This Wednesday’s planned Judiciary Committee vote on the far-reaching cannabis reform legislation (the MORE Act)—which hasn’t yet been officially listed but is expected to be announced on Monday according to Marijuana Moment who first reported on this story—comes about two months after the full House overwhelmingly approved a bipartisan bill to increase cannabis businesses’ access to banks.
On September 18, 2019, Congressman Ben Ray Lujan (D-NM), the Assistant Speaker of the House cosponsored the Marijuana Opportunity, Reinvestment, and Expungement (MORE) Act, HR 3884, which would end the prohibition of cannabis and creates a pathway for states to implement their own reforms, and introduced legislation, the Remove Cannabis from Deportable Offenses Act to end the practice of deporting immigrants for cannabis-related offenses. Congressman Ben Ray Lujan joins Representative Debra A. Haaland, who also is sponsoring the MORE Act.
Link to the MORE Act: https://www.congress.gov/bill/116th-congress/house-bill/3884/text
Upon introduction, Assistant Speaker Lujan said “The Trump administration’s decision to use marijuana as a weapon against our immigrant communities is despicable. The federal government should not be wasting resources to wreak havoc on immigrant families when there are children held in border camps that are desperate for legal services, hygiene products, and basic humanitarian care. Providing care for these children and families should be where the Trump administration devotes its funding – not working as a deportation force.”
Luján is also a co-sponsor of the SAFE Banking Act of 2019, introduced by Rep.

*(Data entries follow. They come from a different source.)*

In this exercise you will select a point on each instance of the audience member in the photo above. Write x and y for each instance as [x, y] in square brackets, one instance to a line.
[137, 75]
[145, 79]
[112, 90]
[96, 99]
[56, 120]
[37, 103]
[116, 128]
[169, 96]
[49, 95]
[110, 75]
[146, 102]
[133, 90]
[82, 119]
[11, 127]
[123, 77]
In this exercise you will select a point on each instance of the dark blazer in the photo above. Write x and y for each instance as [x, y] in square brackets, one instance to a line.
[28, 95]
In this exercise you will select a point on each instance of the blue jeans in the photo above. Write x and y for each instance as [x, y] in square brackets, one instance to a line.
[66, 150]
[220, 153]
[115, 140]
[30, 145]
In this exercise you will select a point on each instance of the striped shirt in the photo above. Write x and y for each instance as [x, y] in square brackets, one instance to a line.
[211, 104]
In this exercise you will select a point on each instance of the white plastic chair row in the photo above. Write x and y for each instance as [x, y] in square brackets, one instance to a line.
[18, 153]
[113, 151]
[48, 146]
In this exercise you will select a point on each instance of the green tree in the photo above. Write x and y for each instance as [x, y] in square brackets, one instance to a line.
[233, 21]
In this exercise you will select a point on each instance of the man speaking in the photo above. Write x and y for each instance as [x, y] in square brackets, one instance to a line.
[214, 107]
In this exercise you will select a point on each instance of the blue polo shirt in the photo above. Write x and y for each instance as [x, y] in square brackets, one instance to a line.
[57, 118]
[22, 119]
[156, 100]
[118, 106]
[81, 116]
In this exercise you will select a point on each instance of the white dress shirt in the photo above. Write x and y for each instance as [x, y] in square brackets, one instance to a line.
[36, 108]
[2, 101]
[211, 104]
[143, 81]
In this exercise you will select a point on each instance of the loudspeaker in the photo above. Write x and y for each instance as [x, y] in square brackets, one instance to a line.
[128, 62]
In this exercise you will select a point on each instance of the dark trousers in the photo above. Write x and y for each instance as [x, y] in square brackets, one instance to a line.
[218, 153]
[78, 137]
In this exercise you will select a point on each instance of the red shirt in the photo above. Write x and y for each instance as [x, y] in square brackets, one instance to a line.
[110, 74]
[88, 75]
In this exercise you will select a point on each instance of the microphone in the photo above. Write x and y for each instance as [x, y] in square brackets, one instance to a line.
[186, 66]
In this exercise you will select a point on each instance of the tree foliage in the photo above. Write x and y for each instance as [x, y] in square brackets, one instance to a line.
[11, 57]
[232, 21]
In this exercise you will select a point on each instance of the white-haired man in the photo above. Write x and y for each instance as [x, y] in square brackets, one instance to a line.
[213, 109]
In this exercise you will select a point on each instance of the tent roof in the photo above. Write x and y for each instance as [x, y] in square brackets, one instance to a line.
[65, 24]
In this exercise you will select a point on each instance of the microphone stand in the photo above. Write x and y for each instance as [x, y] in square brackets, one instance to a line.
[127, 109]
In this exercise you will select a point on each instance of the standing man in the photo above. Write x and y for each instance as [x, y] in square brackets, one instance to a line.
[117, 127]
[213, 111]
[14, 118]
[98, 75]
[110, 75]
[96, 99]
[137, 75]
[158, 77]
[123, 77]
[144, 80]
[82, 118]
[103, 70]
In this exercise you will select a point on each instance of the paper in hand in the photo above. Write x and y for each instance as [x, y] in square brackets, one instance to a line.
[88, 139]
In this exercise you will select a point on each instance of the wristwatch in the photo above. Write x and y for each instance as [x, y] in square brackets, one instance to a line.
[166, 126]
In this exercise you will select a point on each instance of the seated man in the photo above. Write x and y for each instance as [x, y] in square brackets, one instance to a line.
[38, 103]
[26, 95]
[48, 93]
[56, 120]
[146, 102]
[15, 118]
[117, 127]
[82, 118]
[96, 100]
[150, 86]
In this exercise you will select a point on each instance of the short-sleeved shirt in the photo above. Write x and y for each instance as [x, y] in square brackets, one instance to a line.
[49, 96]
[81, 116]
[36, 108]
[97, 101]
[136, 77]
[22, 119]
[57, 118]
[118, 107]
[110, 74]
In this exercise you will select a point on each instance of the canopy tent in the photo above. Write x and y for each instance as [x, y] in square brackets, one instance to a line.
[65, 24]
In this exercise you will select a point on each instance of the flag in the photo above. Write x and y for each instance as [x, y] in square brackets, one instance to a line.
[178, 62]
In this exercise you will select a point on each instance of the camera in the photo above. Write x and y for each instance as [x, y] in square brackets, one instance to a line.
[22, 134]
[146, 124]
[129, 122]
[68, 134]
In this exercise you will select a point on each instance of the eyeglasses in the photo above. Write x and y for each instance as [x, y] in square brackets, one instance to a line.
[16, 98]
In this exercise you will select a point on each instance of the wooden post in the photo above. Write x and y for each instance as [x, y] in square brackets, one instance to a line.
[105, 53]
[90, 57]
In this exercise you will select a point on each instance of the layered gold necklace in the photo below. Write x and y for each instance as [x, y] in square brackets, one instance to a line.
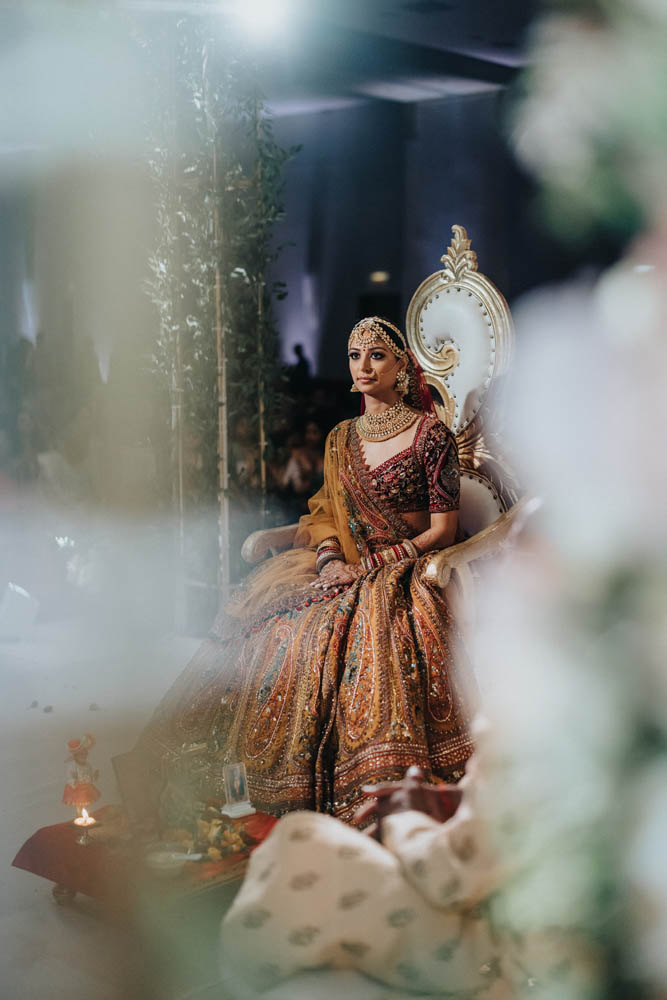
[389, 423]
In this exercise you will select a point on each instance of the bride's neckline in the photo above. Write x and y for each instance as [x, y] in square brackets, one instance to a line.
[392, 458]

Ed Perlmutter (D-Colo.), which would allow marijuana dispensaries to access banking services.
There are 33 legal medical cannabis states & DC, 11 states and Washington DC have legalized cannabis for adult-use, and dozens more have passed laws decriminalizing its possession and use, including New Mexico. Despite this, federal law enforcement continues to use minor cannabis-related infractions as justification to deport otherwise law-abiding immigrants and their families.
The MORE Act addresses many of the issues stemming from cannabis prohibition, but it does not offer remedies for every issue. Instead, it takes a somewhat hands-off approach, leaving most regulatory questions up to the states.
Under the MORE Act, cannabis would be completely removed from the Controlled Substances Act, which currently classifies cannabis as a Schedule I drug. Schedule I is the most restrictive category, supposedly reserved only for the most deadly and addictive drugs that have no accepted medical use. With cannabis off federal scheduling, individual states can decide for themselves how they’ll reform their cannabis laws, if they reform them at all.
Additionally, the MORE Act is the first piece of federal legislation that would establish social equity programs for cannabis entrepreneurs, and it would enact wholesale expungements of prior low-level weed offenses for federal convicts. Convicts currently serving time in federal prisons for cannabis violations would receive reductions to their sentences, too.
On the business end, the MORE Act also sets a 5 percent federal tax on all cannabis sales. That’s it. There is no overly-complex, tiered taxation system that unfairly gouges cannabis consumers and companies, like what those seen in California or Colorado. The excise taxes collected would go toward regulatory oversight, funding expungements and resentencing procedures, and researching how legal cannabis will affect the population at large.
By cosponsoring the MORE Act, Assistant Speaker Lujan becomes the most senior member of the House of Representatives to endorse legislation to end federal cannabis criminalization.